A developing public integrity scandal in Belize took a notable turn this week, as Prime Minister John Briceño publicly stepped forward to accept institutional responsibility for the disappearance of public funds from the Belize City Immigration Department. The case, which has been the subject of an ongoing law enforcement investigation, has drawn heightened public scrutiny over systemic gaps in government financial oversight.
In comments during a recent on-air interview with local outlet News Five, Briceño emphasized that as the nation’s head of government, ultimate accountability for all government operations rests with his office. “At the end of the day as the prime minister I have to take responsibility for everything that takes place in government. So yes… it is my responsibility as prime minister,” he stated.

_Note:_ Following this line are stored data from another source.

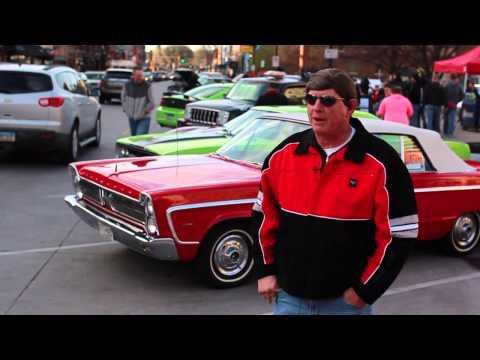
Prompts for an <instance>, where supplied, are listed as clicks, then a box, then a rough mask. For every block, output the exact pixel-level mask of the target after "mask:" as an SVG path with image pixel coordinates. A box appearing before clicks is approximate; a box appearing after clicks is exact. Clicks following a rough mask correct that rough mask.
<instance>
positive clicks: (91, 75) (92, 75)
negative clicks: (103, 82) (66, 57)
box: [85, 73, 104, 80]
mask: <svg viewBox="0 0 480 360" xmlns="http://www.w3.org/2000/svg"><path fill="white" fill-rule="evenodd" d="M85 75H87V78H88V79H89V80H102V79H103V76H104V74H102V73H85Z"/></svg>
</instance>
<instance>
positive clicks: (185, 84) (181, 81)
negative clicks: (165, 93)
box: [167, 68, 201, 92]
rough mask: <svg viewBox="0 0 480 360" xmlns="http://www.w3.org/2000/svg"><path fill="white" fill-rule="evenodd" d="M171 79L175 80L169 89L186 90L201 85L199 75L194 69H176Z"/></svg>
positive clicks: (168, 88) (174, 71)
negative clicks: (198, 79)
mask: <svg viewBox="0 0 480 360" xmlns="http://www.w3.org/2000/svg"><path fill="white" fill-rule="evenodd" d="M169 79H170V80H172V81H173V85H170V86H169V87H168V88H167V91H178V92H186V91H188V90H191V89H193V88H196V87H197V86H200V85H201V84H200V83H199V82H198V75H197V74H196V73H195V71H193V70H192V69H184V68H179V69H176V70H174V71H173V72H172V74H170V76H169Z"/></svg>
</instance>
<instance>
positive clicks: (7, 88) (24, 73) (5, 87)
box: [0, 71, 53, 94]
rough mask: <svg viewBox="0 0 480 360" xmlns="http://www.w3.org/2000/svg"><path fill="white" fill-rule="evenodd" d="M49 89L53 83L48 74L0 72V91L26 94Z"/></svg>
mask: <svg viewBox="0 0 480 360" xmlns="http://www.w3.org/2000/svg"><path fill="white" fill-rule="evenodd" d="M51 90H53V84H52V80H51V79H50V77H49V76H48V75H43V74H37V73H29V72H23V71H18V72H16V71H1V72H0V93H4V94H27V93H36V92H45V91H51Z"/></svg>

The scandal centers on a currently unnamed employee implicated in the missing funds, who Briceño says used a scheme of falsified and cancelled receipts to conceal irregularities. The prime minister declined to share additional details about the ongoing investigation, noting that law enforcement is still building a solid prosecutorial case to avoid procedural missteps that could lead to the case being thrown out, given the strength of defense representation in the country’s judicial system. “It takes a long time to investigate and make sure you have a good case, because if you don’t you know they have these good defense lawyers and they find one misstep and then you have to throw out the case. So, we need to be careful,” Briceño explained.

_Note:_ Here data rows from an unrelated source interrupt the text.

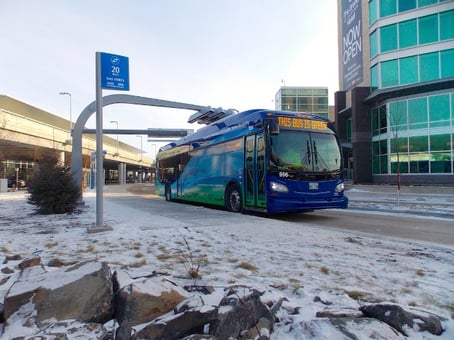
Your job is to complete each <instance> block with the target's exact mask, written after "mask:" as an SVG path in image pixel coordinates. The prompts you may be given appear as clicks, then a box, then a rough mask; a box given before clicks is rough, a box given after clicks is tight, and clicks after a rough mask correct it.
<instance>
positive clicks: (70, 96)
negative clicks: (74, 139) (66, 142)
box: [60, 92, 73, 139]
mask: <svg viewBox="0 0 454 340" xmlns="http://www.w3.org/2000/svg"><path fill="white" fill-rule="evenodd" d="M60 95H63V96H68V97H69V138H70V139H71V134H72V129H73V117H72V112H73V109H72V95H71V93H69V92H60Z"/></svg>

When pressed by reporters about his own prior connection to the portfolio — Briceño previously served as the minister overseeing the immigration department — the prime minister acknowledged that regardless of when the irregularities began (he noted the discrepancies likely emerged in early 2025, ahead of the March 2025 general election), institutional accountability falls to the sitting prime minister.

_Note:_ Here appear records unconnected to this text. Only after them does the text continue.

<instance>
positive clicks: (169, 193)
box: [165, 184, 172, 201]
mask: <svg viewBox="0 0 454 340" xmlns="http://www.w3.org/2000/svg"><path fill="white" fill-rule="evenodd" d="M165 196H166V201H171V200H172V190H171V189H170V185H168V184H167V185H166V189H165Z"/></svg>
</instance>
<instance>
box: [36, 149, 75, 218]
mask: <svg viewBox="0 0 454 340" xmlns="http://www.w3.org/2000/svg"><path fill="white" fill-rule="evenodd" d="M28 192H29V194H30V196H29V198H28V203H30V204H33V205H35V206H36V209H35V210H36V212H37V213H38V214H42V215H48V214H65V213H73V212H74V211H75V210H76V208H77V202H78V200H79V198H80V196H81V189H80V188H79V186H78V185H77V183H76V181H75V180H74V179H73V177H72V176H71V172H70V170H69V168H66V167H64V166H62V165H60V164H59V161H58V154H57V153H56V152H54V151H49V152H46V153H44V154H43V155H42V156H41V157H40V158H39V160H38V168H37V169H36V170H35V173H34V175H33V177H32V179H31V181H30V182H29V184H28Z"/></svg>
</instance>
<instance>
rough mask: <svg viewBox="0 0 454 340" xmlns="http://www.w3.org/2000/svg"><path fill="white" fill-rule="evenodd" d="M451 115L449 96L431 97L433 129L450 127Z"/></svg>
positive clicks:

Beyond accepting responsibility, Briceño sharpened criticism of departmental supervisors who failed to detect the financial irregularities earlier. The prime minister pointed out that existing checks and balances were already in place to prevent this type of fraud, but frontline supervisors failed to enforce them: “They have a supervisor and the supervisor should be checking every day and if the supervisor was checking and saying hold on, why does this person have so much cancelled receipts. That alone should be a red light.”
To address the systemic gap that allowed the scandal to unfold, Briceño announced planned reforms, with a key shift being the migration of all immigration department services to digital online platforms. The change, he argues, will create a permanent, immutable digital trail of all transactions, making it far easier to track activity and strengthen ongoing oversight of public funds. The prime minister added that the core priority moving forward is to learn from the institutional failure and put stronger accountability safeguards in place to prevent similar misconduct from occurring again.